Ce que vous pouvez faire : nettoyer les filtres tous les six mois. Cinq minutes, un aspirateur, de l’eau tiède. Ce geste maintient le débit d’air et soulage le compresseur. Notre calendrier d’entretien complet détaille ce qui est obligatoire et à quelle fréquence.
Erreur 7 — Attendre la canicule pour s’y prendre
En pleine canicule, les installateurs sont saturés : délais de deux à quatre mois, prix en hausse de 10 à 20 %. Une installation à 8 000 € en mars atteint 9 500 € en juillet.
Commandez votre PAC air-air entre octobre et mars : créneaux disponibles, délais réduits, trois devis comparables sans pression. Pour l’air-eau, anticipez quatre à six mois. Notre guide des prix réellement payés vous donne les fourchettes constatées.

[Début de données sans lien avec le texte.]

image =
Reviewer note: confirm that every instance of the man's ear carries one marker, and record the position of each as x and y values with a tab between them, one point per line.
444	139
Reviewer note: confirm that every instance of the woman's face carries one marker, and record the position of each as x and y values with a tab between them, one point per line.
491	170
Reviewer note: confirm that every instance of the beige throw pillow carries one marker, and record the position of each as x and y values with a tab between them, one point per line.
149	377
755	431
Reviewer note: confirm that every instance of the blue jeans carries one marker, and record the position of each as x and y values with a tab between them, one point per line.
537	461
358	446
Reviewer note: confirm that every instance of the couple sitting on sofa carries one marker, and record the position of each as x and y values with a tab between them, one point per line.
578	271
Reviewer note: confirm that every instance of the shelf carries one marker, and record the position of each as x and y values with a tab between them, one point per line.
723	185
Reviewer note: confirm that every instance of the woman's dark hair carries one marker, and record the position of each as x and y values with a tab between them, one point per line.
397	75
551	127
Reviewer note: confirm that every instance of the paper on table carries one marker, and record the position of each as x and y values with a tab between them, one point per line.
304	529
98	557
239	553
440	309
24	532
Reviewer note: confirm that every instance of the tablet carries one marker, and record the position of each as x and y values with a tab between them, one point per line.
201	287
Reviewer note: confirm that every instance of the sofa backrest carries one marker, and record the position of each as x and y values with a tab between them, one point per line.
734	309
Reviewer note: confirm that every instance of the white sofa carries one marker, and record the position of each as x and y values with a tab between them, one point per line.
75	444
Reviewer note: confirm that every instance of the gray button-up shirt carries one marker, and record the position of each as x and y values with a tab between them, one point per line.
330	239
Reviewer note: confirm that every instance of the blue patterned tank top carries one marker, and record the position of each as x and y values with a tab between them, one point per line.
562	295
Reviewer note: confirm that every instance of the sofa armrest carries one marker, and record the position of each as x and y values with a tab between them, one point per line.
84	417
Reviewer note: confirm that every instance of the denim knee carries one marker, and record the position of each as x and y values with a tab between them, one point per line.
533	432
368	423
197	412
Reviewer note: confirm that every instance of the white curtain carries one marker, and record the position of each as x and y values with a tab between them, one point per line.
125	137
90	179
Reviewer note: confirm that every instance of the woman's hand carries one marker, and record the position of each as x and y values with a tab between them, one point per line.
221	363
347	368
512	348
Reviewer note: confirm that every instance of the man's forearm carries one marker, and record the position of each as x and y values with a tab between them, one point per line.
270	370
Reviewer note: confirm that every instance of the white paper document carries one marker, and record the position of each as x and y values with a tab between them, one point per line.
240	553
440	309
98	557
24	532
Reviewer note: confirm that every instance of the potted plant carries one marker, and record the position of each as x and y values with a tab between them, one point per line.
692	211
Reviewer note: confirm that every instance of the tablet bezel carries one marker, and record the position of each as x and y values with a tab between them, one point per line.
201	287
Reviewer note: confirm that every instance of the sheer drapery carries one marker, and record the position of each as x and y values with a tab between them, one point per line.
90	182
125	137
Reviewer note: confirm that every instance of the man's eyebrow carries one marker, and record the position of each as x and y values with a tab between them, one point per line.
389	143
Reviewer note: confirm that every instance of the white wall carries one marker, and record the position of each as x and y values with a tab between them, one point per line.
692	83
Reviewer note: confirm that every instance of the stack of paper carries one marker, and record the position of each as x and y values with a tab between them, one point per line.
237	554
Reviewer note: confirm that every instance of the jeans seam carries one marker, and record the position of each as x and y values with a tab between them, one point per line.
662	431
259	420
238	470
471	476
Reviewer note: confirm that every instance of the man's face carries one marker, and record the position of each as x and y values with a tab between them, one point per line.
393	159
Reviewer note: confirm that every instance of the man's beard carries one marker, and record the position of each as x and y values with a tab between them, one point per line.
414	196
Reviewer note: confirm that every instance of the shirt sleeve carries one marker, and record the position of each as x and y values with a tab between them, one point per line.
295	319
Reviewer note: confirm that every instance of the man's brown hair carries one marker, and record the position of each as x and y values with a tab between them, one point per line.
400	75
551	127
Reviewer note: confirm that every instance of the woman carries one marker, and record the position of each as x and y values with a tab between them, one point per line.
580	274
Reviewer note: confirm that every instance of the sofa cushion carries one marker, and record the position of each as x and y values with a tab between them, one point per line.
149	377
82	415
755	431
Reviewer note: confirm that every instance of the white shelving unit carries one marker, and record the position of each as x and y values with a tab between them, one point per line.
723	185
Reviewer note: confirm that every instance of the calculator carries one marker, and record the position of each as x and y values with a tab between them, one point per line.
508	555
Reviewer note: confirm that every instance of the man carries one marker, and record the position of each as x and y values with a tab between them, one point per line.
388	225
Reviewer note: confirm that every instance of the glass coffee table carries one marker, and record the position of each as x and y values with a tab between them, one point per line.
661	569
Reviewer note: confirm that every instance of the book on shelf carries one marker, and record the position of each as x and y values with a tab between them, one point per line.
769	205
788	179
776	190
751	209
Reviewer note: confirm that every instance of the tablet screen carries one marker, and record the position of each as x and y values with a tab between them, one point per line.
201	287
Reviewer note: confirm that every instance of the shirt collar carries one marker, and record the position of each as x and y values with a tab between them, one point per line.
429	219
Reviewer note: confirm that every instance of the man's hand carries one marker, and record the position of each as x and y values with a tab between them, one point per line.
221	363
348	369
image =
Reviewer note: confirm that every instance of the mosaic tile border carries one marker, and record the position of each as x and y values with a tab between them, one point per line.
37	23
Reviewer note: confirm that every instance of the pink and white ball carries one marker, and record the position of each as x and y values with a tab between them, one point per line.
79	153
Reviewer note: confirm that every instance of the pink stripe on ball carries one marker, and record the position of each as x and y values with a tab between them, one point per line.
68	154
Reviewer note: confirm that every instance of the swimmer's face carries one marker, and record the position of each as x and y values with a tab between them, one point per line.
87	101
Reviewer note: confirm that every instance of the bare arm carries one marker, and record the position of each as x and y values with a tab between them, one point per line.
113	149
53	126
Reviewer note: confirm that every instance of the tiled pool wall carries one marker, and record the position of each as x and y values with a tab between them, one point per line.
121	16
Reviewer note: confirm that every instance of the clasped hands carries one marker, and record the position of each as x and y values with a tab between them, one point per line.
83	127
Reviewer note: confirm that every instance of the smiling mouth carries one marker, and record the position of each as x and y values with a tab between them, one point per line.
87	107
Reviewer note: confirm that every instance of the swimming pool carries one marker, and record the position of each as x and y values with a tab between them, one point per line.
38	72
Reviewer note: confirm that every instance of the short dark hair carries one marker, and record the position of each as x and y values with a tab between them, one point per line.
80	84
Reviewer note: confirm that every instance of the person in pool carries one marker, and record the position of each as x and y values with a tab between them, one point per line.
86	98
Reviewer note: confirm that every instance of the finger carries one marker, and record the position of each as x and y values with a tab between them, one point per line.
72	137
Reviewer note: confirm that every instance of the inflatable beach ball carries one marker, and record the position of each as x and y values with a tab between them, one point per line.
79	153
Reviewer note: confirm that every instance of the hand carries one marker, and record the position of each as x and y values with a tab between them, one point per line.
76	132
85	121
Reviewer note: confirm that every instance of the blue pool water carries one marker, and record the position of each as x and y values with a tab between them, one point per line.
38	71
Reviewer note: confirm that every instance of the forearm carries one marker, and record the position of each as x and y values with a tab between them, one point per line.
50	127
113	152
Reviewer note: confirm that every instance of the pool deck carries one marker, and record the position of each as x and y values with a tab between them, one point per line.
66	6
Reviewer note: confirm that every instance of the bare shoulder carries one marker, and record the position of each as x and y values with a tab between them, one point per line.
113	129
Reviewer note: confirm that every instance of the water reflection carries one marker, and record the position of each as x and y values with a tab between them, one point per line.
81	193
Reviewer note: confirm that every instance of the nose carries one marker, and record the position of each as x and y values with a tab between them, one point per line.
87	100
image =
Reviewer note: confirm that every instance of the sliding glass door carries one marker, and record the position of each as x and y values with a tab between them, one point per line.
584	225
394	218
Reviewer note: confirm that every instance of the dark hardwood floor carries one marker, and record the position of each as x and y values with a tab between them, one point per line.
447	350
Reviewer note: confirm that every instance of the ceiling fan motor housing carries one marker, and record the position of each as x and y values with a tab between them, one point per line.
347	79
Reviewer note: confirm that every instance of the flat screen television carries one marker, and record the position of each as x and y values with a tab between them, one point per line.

Tableau récapitulatif : ce que chaque erreur peut vous coûter
| Erreur | Conséquence concrète | Coût estimé |
|---|---|---|
| Installer sans autorisation | Démontage imposé par le syndic ou le propriétaire | 350 € minimum (dépose + rebouchage) |
| Mal placer l’unité extérieure | Conflit de voisinage, déplacement de l’unité | 350 à 800 € (déplacement + remise en état) |
| Se tromper de puissance | Surconsommation ou inconfort permanent | 500 à 1 000 € par kW inutile à l’achat |
| Supposer le taux de 5,5 % acquis sans vérifier la classe énergétique | Budget sous-estimé, reste à charge imprévu | 1 000 à 2 500 € de TVA non anticipée |
| Acompte élevé sans vérification | Perte totale de l’acompte | Jusqu’à 4 371 € (cas documenté) |
| Négliger l’entretien | Baisse du COP, surconsommation électrique | 100 à 200 € de surcoût électrique par an |
| Attendre la canicule | Délais longs et surfacturation | 10 à 20 % de surcoût sur le devis |
Questions fréquentes
Peut-on revenir en arrière après une installation ?
Oui, mais cela a un prix. Avant la pose, vous disposez de 14 jours de rétractation si le devis a été signé à domicile. Une fois posée, la dépose d’une PAC air-air coûte environ 350 €. Pour une PAC air-eau, comptez 800 à 1 500 €.
Combien coûte une dépose ?
Environ 350 € pour une unité air-air standard, vidange du fluide comprise, rebouchage en sus. Une unité en hauteur nécessitant une nacelle coûte plus cher.
Que faire si l’installation est posée sans accord en copropriété ?
Contactez le syndic sans attendre et demandez l’inscription d’une résolution à l’ordre du jour de la prochaine AG. Présentez un dossier avec photos, fiche acoustique et engagement de remise en état. Une installation sans autorisation peut être contestée des années plus tard par n’importe quel copropriétaire.
Est-ce que les PAC air-air bénéficient d’aides en 2026 ?
Non. MaPrimeRénov’ est réservée aux PAC air-eau et géothermiques. La TVA réduite sur le matériel ne s’applique qu’aux PAC air-air de classe A+ ou A++. Pour le commun des climatiseurs, comptez 20 % sur le matériel et 10 % sur la pose. Notre article sur la TVA PAC et climatisation détaille les conditions de l’exception.
Les sept erreurs, et une règle simple pour les éviter
Ces sept regrets ont un point commun : ils se seraient évités avec une vérification de cinq minutes. L’autorisation se prépare avant la signature. L’emplacement se décide avec un mètre, pas une fois le compresseur fixé. La puissance se calcule avec une étude thermique. La TVA se vérifie sur le BOFiP, pas sur la parole d’un commercial. L’acompte ne dépasse jamais 30 %. L’entretien se planifie dès la mise en service. Et commandez quand les installateurs ont du temps, pas quand vous avez trop chaud.
Avant de signer, passez cette liste en revue. Une PAC bien installée, c’est quinze ans de confort. L’inverse se paie chaque hiver — et chaque été.